Hurricane Sandy | Hurricane Matthew |
3,632,625 tweets | 1,017,795 tweets |
Determining the home locations of users requires a two stage clustering approach, spatially and then temporally. The first step uses the DBScan clustering algorithm to cluster all of the tweets for a single user.
Here are a user’s tweets on Manhattan before and after clustering
DBScan is chosen because it does not require a predetermined numbrer of clusters and allows for null clusters. (There are not clusters for EVERY point). Many users have single sporadic points (like tweeting from a bus route).
More geographic clusters on average during October. This could imply more movement.
Binning by time, we can separate the tweets into these 12 bins.

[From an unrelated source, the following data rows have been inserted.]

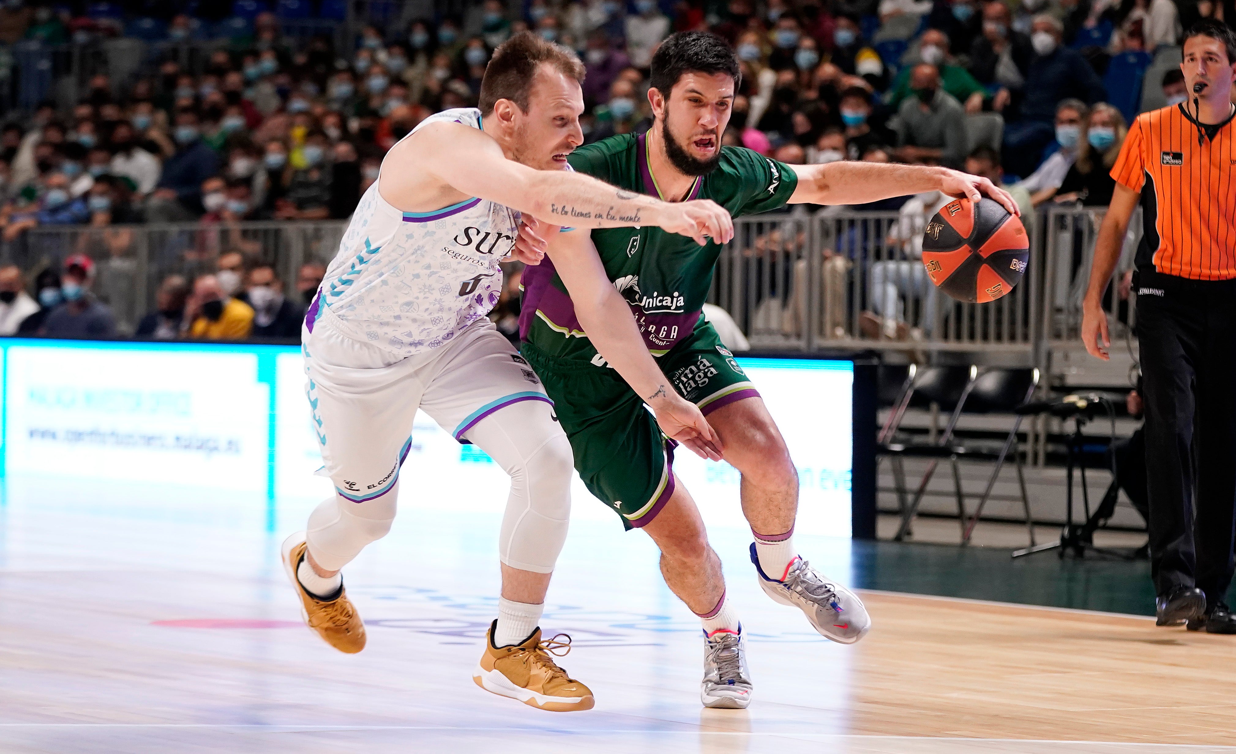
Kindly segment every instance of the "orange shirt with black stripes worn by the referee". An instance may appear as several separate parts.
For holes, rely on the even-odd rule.
[[[1141,192],[1145,235],[1138,269],[1195,281],[1236,278],[1236,148],[1229,116],[1203,126],[1173,105],[1142,112],[1111,169]]]

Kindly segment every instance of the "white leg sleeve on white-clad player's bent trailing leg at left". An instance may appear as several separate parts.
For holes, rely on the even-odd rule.
[[[321,502],[309,514],[307,538],[314,561],[328,571],[337,571],[356,557],[365,545],[391,530],[394,520],[399,482],[379,498],[353,503],[340,496]]]

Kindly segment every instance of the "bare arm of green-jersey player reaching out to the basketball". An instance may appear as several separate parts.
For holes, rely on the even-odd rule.
[[[986,178],[948,168],[843,161],[796,164],[794,172],[798,174],[798,188],[790,197],[790,204],[866,204],[890,197],[943,192],[971,201],[985,194],[1011,214],[1020,214],[1009,192]]]

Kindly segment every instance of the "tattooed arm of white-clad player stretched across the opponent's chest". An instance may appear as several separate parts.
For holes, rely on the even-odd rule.
[[[724,244],[734,225],[713,201],[666,203],[625,192],[572,171],[536,171],[513,159],[486,133],[457,124],[426,126],[415,145],[419,166],[470,197],[489,199],[535,218],[572,227],[655,225]],[[410,141],[410,140],[409,140]]]

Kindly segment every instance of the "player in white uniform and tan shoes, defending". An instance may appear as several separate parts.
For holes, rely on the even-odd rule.
[[[701,244],[733,236],[712,201],[662,203],[569,169],[566,155],[583,141],[582,79],[574,53],[517,35],[494,51],[480,109],[439,112],[387,155],[302,333],[319,473],[335,494],[282,548],[310,628],[340,651],[363,649],[340,569],[389,530],[413,417],[425,412],[512,481],[498,618],[473,679],[550,711],[593,703],[550,654],[565,645],[541,642],[538,625],[566,538],[571,446],[536,375],[486,319],[502,288],[498,263],[508,253],[539,261],[535,245],[520,240],[522,214],[576,227],[654,225]],[[664,383],[622,297],[604,293],[613,287],[599,262],[590,288],[572,292],[577,307],[616,323],[624,342],[607,354],[646,371],[649,386]],[[669,436],[721,457],[708,423],[674,389],[650,387],[649,405]]]

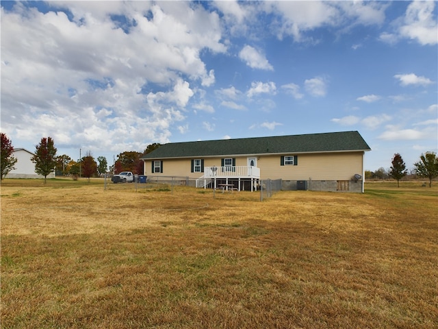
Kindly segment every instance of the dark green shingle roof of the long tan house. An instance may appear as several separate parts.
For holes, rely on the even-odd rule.
[[[142,159],[370,150],[370,147],[363,140],[359,132],[330,132],[323,134],[168,143],[161,145],[149,154],[144,154]]]

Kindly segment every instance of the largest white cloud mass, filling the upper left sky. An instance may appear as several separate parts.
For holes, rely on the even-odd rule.
[[[107,151],[123,145],[144,149],[144,141],[167,143],[171,125],[185,119],[181,110],[194,95],[190,86],[215,83],[201,51],[227,51],[218,14],[202,5],[50,5],[68,8],[71,15],[21,3],[1,8],[2,129],[11,127],[14,136],[33,143],[47,135],[66,147]],[[110,14],[125,15],[129,34]],[[35,123],[39,126],[27,129]]]

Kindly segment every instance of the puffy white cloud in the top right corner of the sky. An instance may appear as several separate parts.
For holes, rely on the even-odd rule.
[[[435,1],[412,1],[400,27],[400,36],[417,40],[421,45],[437,45]]]

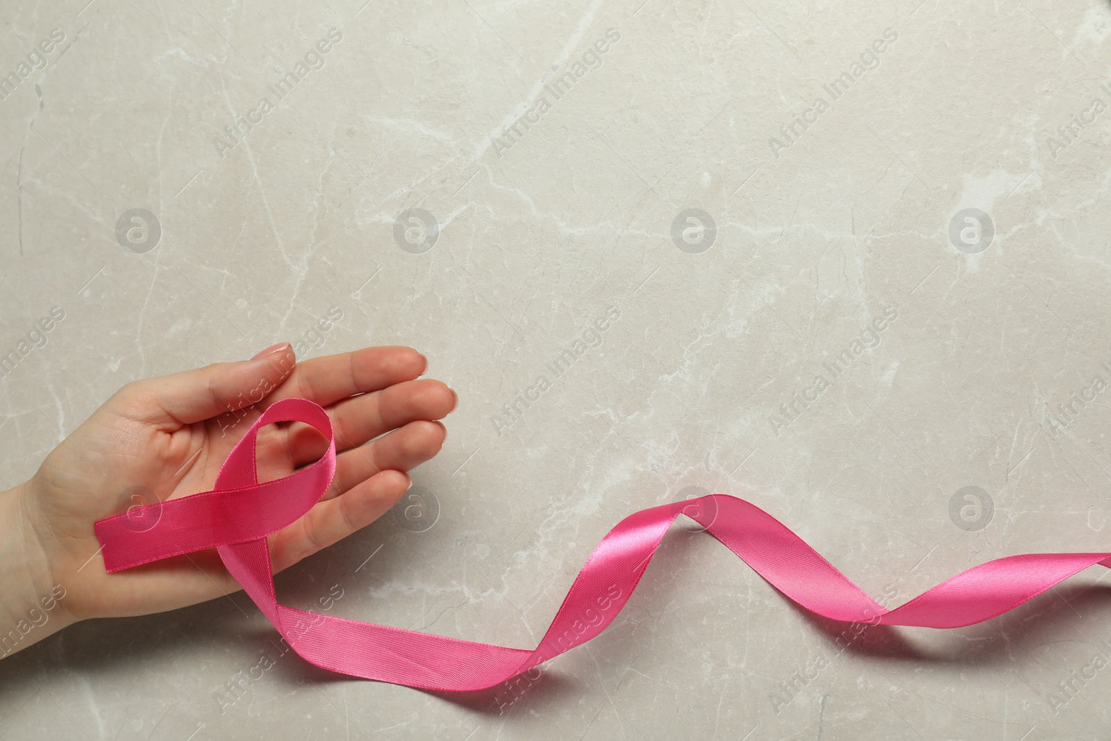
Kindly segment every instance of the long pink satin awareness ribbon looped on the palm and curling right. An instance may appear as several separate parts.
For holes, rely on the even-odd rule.
[[[291,475],[258,483],[258,430],[284,421],[314,427],[328,438],[328,451]],[[533,650],[511,649],[279,604],[267,535],[308,512],[334,472],[336,442],[328,413],[307,399],[278,401],[232,449],[212,491],[99,520],[94,529],[103,545],[104,568],[120,571],[216,548],[231,575],[309,662],[353,677],[441,691],[493,687],[601,633],[629,600],[680,513],[788,599],[845,622],[961,628],[1007,612],[1090,565],[1111,568],[1111,553],[1010,555],[963,571],[888,610],[772,515],[729,494],[708,494],[641,510],[619,522],[587,559],[540,644]],[[137,527],[151,518],[158,518],[154,527]]]

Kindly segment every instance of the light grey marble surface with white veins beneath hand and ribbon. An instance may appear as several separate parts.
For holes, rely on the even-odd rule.
[[[4,487],[130,380],[403,343],[460,394],[438,519],[288,604],[532,648],[692,487],[891,605],[1111,545],[1107,0],[87,2],[0,13]],[[1107,739],[1108,597],[839,643],[677,524],[520,697],[328,674],[239,593],[3,660],[0,738]]]

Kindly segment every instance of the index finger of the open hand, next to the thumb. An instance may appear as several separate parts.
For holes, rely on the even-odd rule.
[[[357,393],[411,381],[428,369],[428,358],[412,348],[363,348],[298,363],[289,380],[267,399],[301,397],[329,407]]]

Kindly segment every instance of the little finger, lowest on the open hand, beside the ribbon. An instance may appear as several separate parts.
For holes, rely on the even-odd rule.
[[[317,502],[311,510],[271,538],[274,571],[347,538],[398,503],[412,480],[400,471],[382,471],[342,497]]]

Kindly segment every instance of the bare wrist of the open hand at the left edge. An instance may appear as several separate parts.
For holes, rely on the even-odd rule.
[[[27,488],[0,492],[0,659],[76,622],[29,524]]]

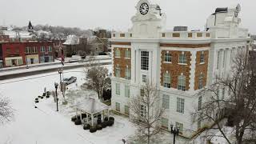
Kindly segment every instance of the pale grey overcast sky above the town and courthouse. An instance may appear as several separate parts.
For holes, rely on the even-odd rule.
[[[256,34],[256,0],[159,0],[166,13],[168,29],[189,26],[201,29],[206,18],[216,7],[240,3],[242,27]],[[82,29],[102,27],[109,30],[127,30],[135,14],[138,0],[0,0],[0,20],[6,25],[71,26]]]

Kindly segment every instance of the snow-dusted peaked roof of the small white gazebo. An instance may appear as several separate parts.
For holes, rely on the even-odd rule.
[[[99,102],[98,99],[94,98],[86,98],[83,102],[78,103],[75,106],[78,110],[82,110],[83,112],[94,114],[101,112],[103,110],[109,110],[109,106],[106,104]]]

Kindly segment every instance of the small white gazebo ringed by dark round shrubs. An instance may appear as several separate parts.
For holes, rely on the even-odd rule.
[[[89,123],[91,120],[91,126],[94,126],[94,117],[96,117],[97,121],[98,115],[101,114],[103,121],[105,115],[109,115],[109,106],[99,102],[95,98],[86,98],[84,101],[78,103],[75,108],[76,114],[80,114],[81,122]],[[82,114],[86,114],[86,118],[82,119]]]

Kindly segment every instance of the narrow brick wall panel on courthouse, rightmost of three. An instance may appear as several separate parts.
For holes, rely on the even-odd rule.
[[[208,58],[209,58],[209,50],[204,50],[204,63],[200,64],[200,55],[201,51],[197,52],[196,55],[196,64],[195,64],[195,74],[194,74],[194,90],[198,90],[199,85],[199,76],[202,73],[203,74],[203,85],[206,86],[207,82],[207,69],[208,69]]]

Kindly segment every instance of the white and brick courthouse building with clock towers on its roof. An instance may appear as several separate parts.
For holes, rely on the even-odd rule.
[[[140,0],[128,32],[114,32],[112,109],[129,115],[129,99],[141,94],[146,82],[154,82],[166,110],[159,125],[178,126],[190,138],[203,126],[194,111],[205,97],[194,94],[214,82],[215,74],[228,74],[238,50],[247,50],[248,30],[239,27],[240,6],[219,9],[207,19],[205,31],[166,30],[166,15],[152,0]],[[225,98],[227,90],[220,88]],[[141,106],[142,115],[145,106]]]

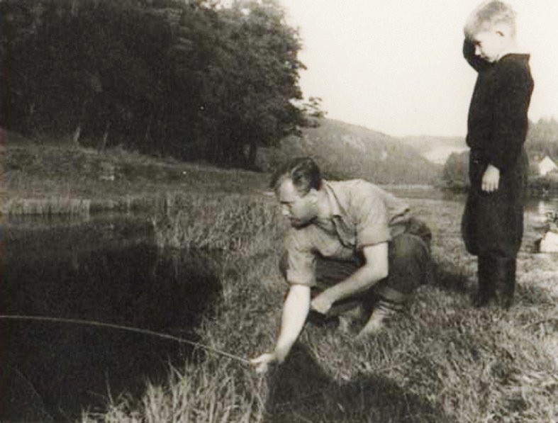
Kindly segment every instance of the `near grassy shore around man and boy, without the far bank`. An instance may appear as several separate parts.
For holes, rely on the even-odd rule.
[[[143,398],[116,400],[107,414],[83,421],[555,422],[555,257],[529,252],[535,231],[528,227],[516,305],[507,312],[476,310],[470,298],[475,261],[458,232],[462,206],[410,201],[433,229],[437,281],[420,288],[389,330],[357,342],[334,324],[308,323],[286,363],[265,377],[209,354],[201,363],[169,369],[169,382],[148,385]],[[269,198],[228,196],[219,204],[206,203],[206,213],[226,225],[205,233],[216,247],[223,248],[224,239],[230,245],[223,293],[199,335],[206,345],[247,359],[272,349],[277,335],[286,288],[277,271],[281,222]],[[191,227],[189,219],[177,215],[175,223]],[[198,233],[160,232],[181,243]]]

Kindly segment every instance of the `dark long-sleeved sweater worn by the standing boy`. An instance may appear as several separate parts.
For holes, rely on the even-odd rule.
[[[467,145],[479,162],[505,173],[517,163],[528,130],[533,90],[529,55],[509,54],[489,63],[465,41],[463,54],[479,76],[469,106]]]

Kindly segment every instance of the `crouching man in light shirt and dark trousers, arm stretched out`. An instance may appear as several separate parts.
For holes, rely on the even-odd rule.
[[[370,312],[359,337],[379,332],[430,268],[430,230],[378,186],[326,181],[302,157],[279,169],[272,187],[291,223],[281,263],[290,288],[274,351],[251,361],[260,373],[284,361],[310,310],[330,316],[356,305]]]

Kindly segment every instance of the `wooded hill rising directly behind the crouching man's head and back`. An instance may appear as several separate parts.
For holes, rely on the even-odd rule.
[[[311,156],[330,179],[362,178],[376,184],[433,184],[441,167],[396,137],[339,120],[321,119],[279,147],[260,149],[257,165],[272,171],[292,157]]]

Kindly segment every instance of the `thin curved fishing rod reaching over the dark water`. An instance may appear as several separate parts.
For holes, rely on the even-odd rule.
[[[48,316],[0,315],[0,319],[4,319],[4,320],[35,320],[35,321],[39,321],[39,322],[58,322],[58,323],[70,323],[70,324],[73,324],[73,325],[110,327],[111,329],[119,329],[119,330],[124,330],[124,331],[127,331],[127,332],[135,332],[135,333],[138,333],[138,334],[150,335],[152,337],[158,337],[158,338],[162,338],[162,339],[170,339],[172,341],[179,342],[181,344],[189,344],[189,345],[196,346],[198,348],[204,349],[206,351],[210,351],[212,353],[228,357],[229,359],[240,361],[241,363],[250,364],[250,361],[248,361],[247,359],[242,359],[242,357],[235,356],[234,354],[230,354],[226,351],[221,351],[220,349],[216,349],[216,348],[213,348],[211,346],[200,344],[199,342],[189,341],[188,339],[175,337],[174,335],[164,334],[164,333],[161,333],[161,332],[155,332],[155,331],[152,331],[150,329],[141,329],[139,327],[116,325],[114,323],[96,322],[95,320],[67,319],[65,317],[48,317]]]

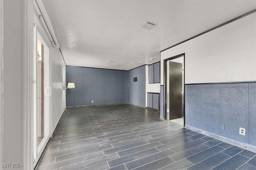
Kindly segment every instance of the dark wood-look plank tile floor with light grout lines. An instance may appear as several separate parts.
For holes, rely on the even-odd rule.
[[[256,170],[256,153],[132,105],[64,112],[37,170]]]

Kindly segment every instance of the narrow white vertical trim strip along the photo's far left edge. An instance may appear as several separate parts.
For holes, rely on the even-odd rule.
[[[0,0],[0,162],[3,163],[3,131],[4,131],[4,64],[3,64],[3,0]],[[0,170],[2,170],[2,166]]]

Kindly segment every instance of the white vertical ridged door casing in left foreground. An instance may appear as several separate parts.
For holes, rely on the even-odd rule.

The times highlighted in red here represent times where the users are likely to be at home.
Identifying the spatial cluster with the most activity during the likely home times yields the likely home location for a user.
Users are considered geographically vulnerable if the home location falls within an area known to be geographically at risk, an evacuation zone, for example.
Once a user is considered geographically vulnerable, we pull their full contextual streams (and then re-run them through the clustering methods)
Individual users are written to single geojson files which are then loaded into our qualitative investigation tool. The tweets are shown on the left while the user’s movement path is shown on the right. Clicking on a specific tweet allows you to see the tweet content.
Using this framework, we go through each user by hand and classify them as shelter-in-place or evacuated.